Richard Brown

No. 92, 90, 52
- Position: Linebacker

Personal information
- Born: September 21, 1965 (age 60) Western Samoa
- Listed height: 6 ft 3 in (1.91 m)
- Listed weight: 240 lb (109 kg)

Career information
- High school: Westminster (Westminster, California, U.S.)
- College: San Diego State
- NFL draft: 1987: undrafted

Career history
- Los Angeles Rams (1987; 1989); San Diego Chargers (1990); Cleveland Browns (1991–1993); Minnesota Vikings (1994–1996);

Career NFL statistics
- Tackles: 161
- Fumble recoveries: 5
- Sacks: 1.5
- Stats at Pro Football Reference

= Richard Brown (linebacker) =

Samoan gridiron football player (born 1965)

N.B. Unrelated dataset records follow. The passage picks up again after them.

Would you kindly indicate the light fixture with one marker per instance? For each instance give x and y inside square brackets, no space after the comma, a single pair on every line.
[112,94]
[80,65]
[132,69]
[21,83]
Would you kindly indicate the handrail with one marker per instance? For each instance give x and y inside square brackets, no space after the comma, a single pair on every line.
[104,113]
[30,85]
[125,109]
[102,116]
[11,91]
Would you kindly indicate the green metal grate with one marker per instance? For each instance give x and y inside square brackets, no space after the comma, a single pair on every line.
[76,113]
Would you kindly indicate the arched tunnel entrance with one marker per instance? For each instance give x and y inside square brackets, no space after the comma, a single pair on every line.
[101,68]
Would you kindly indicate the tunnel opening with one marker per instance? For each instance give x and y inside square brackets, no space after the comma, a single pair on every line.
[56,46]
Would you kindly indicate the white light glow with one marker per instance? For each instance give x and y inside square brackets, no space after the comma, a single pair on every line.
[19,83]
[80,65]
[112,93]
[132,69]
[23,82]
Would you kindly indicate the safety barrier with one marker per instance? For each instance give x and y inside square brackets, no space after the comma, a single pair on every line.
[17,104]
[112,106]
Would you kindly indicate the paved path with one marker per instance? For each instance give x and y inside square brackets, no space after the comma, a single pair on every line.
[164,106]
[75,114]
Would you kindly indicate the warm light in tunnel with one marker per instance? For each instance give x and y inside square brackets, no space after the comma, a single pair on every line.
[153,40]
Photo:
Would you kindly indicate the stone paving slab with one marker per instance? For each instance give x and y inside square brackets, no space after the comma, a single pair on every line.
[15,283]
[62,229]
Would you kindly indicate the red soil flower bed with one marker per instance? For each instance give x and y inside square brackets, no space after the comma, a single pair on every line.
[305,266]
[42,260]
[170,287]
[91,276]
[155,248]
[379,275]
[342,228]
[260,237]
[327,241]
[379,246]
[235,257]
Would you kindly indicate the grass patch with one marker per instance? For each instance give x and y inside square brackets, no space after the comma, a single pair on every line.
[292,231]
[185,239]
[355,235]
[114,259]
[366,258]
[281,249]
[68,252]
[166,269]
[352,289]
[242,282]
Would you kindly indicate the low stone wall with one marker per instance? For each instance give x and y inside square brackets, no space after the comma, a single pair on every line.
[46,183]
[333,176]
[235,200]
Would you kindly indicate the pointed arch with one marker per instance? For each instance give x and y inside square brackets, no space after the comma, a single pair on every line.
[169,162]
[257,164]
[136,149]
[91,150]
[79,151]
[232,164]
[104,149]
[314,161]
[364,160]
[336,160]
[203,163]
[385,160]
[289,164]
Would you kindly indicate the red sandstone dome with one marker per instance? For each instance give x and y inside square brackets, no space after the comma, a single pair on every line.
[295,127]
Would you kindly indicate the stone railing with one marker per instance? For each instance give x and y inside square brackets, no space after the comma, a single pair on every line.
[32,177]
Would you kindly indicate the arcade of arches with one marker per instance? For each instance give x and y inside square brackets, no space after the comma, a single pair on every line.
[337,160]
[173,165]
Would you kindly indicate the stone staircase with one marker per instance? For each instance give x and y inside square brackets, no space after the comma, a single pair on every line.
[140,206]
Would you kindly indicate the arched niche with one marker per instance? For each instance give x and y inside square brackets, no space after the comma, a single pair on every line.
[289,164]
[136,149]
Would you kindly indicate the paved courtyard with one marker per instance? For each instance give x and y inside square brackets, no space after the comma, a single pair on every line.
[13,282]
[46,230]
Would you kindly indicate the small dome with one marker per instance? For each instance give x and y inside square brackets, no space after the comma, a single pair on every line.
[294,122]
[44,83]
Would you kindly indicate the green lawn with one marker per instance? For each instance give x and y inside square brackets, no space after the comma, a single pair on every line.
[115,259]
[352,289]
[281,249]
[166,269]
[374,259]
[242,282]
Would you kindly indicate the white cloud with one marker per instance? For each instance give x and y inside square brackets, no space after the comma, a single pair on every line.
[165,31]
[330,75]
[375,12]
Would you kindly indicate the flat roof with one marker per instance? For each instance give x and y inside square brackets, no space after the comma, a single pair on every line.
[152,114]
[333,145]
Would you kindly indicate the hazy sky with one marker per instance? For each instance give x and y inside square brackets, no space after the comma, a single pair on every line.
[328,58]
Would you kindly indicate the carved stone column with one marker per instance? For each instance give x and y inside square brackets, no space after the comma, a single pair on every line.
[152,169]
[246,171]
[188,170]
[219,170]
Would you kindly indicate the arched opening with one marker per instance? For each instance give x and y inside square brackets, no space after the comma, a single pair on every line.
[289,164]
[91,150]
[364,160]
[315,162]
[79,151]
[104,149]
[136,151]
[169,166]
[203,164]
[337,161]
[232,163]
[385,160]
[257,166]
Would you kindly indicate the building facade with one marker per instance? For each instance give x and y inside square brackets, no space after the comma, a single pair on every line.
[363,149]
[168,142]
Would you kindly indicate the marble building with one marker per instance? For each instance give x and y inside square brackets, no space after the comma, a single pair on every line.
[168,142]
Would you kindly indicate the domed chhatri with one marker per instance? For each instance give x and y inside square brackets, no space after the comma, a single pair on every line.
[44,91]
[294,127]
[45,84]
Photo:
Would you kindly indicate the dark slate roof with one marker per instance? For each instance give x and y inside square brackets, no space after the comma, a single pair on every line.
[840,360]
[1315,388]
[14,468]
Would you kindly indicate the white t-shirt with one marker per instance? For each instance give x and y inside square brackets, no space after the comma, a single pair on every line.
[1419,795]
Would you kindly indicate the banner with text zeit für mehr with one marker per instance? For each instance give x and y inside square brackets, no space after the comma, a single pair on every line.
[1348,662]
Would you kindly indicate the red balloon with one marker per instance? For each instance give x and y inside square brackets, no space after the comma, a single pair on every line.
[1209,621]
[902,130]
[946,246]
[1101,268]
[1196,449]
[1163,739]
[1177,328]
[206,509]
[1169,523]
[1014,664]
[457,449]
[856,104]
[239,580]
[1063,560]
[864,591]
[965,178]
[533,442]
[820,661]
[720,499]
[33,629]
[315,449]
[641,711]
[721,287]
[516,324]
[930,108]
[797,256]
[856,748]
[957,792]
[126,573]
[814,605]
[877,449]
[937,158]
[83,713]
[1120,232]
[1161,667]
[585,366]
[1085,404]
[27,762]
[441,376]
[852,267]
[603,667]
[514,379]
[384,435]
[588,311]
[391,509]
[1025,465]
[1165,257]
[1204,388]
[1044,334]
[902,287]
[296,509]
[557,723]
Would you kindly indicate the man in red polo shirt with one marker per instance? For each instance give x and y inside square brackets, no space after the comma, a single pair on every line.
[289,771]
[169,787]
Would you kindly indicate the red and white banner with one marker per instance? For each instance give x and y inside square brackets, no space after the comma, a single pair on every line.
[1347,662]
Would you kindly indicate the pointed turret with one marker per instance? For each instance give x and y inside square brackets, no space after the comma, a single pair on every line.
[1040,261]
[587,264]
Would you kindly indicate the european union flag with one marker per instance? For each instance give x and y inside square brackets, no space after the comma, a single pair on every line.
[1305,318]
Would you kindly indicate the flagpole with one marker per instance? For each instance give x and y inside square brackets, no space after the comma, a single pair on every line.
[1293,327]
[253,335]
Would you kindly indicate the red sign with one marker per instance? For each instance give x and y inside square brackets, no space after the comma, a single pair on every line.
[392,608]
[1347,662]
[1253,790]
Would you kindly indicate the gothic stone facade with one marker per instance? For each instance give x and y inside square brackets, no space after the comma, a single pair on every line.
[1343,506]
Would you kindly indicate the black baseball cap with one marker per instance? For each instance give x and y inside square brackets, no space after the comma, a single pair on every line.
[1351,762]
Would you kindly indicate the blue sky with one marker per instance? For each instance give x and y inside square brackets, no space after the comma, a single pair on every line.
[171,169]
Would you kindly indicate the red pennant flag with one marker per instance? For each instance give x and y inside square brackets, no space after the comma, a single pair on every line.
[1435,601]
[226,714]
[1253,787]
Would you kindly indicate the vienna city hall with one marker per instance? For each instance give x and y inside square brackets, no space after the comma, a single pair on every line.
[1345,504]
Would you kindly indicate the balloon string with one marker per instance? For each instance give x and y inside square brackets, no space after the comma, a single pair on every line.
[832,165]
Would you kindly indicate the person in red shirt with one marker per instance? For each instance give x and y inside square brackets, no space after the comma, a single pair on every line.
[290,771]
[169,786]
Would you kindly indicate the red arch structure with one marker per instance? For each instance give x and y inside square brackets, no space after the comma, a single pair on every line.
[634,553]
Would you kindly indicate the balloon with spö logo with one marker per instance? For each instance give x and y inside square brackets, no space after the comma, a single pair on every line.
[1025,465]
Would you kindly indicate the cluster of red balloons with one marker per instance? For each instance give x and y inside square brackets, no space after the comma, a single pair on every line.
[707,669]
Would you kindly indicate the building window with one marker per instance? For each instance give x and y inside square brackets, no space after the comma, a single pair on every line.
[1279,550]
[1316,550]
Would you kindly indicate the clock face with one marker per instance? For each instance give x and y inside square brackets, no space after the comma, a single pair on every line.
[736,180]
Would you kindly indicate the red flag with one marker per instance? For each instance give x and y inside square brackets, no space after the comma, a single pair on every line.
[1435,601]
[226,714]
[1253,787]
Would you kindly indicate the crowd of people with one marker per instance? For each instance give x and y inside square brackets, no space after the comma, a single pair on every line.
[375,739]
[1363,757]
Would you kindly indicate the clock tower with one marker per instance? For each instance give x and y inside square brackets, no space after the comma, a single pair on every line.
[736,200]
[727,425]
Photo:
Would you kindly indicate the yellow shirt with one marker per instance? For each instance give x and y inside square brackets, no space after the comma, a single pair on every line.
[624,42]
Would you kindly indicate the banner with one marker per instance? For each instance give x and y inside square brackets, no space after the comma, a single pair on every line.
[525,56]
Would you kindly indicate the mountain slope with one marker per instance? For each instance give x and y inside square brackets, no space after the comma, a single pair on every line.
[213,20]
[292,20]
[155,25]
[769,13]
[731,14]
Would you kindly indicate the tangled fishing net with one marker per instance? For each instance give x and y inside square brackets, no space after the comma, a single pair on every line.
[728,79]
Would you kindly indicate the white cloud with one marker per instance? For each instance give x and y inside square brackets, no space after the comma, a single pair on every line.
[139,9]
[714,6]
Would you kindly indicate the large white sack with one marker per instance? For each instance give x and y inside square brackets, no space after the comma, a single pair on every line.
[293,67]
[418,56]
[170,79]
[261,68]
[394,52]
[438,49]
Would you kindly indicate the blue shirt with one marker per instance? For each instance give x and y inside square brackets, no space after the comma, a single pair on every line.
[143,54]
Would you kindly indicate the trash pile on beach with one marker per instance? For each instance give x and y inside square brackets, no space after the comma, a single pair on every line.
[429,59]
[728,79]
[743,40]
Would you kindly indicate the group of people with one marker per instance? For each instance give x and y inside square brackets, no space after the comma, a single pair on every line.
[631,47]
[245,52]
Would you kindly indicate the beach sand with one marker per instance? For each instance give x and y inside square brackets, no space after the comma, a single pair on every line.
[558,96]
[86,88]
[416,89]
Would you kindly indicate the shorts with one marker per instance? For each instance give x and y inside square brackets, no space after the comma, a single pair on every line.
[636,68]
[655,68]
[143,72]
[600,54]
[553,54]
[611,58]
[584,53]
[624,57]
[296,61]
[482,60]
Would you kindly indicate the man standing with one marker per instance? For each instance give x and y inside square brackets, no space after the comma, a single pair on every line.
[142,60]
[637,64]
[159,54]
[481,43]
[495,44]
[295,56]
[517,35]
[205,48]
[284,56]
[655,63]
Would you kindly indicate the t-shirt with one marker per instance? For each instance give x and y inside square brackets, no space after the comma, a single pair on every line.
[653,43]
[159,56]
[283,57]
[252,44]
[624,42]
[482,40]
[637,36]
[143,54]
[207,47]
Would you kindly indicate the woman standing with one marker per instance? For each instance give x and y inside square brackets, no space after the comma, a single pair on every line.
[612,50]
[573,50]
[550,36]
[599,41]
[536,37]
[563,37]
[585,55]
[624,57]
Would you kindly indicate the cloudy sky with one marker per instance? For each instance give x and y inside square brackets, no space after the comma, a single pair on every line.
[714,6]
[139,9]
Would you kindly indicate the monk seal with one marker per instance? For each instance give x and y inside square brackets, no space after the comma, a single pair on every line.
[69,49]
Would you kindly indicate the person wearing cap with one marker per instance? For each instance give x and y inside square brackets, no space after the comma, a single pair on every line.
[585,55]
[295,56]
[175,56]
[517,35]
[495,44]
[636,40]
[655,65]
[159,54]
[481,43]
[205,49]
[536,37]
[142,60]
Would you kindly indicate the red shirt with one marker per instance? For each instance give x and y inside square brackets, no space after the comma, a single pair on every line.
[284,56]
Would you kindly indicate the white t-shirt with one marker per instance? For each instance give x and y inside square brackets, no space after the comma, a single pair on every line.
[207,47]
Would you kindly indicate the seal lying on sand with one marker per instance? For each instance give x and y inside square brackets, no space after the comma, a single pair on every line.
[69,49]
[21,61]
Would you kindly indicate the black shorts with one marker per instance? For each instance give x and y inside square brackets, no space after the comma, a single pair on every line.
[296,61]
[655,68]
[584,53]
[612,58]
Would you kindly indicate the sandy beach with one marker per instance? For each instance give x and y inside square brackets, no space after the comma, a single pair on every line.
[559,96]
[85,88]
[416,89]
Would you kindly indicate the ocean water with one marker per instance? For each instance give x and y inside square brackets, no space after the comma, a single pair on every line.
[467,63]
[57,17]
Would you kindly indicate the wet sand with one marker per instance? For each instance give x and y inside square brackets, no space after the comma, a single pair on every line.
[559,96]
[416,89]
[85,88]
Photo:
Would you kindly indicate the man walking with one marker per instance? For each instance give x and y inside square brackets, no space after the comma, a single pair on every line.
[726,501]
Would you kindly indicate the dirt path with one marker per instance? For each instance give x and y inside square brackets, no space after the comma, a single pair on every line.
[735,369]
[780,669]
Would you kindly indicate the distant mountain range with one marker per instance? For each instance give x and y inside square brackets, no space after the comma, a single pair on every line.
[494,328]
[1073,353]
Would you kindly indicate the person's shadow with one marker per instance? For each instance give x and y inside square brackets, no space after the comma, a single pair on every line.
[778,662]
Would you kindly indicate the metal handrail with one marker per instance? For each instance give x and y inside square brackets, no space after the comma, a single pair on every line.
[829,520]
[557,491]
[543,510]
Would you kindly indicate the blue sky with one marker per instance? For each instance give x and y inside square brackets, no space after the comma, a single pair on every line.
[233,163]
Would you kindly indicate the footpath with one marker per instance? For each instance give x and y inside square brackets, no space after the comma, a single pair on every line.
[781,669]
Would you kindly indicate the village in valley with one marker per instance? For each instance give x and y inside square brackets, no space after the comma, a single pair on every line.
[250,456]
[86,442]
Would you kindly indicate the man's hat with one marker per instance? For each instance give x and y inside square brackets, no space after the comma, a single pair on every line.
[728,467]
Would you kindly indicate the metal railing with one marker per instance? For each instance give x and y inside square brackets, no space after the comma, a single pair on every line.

Richard Solomon Brown (born September 21, 1965) is a Samoan former professional football player who was a linebacker in the National Football League (NFL).

Brown attended Westminster High School in Westminster, California and played collegiate football at San Diego State University.

Brown signed with the Los Angeles Rams in 1987 as an undrafted free agent. His nine-year career also included stints with the San Diego Chargers, Cleveland Browns, and Minnesota Vikings.

Brown is the uncle of Nephi Sewell, Noah Sewell, and Penei Sewell, all of whom play in the NFL.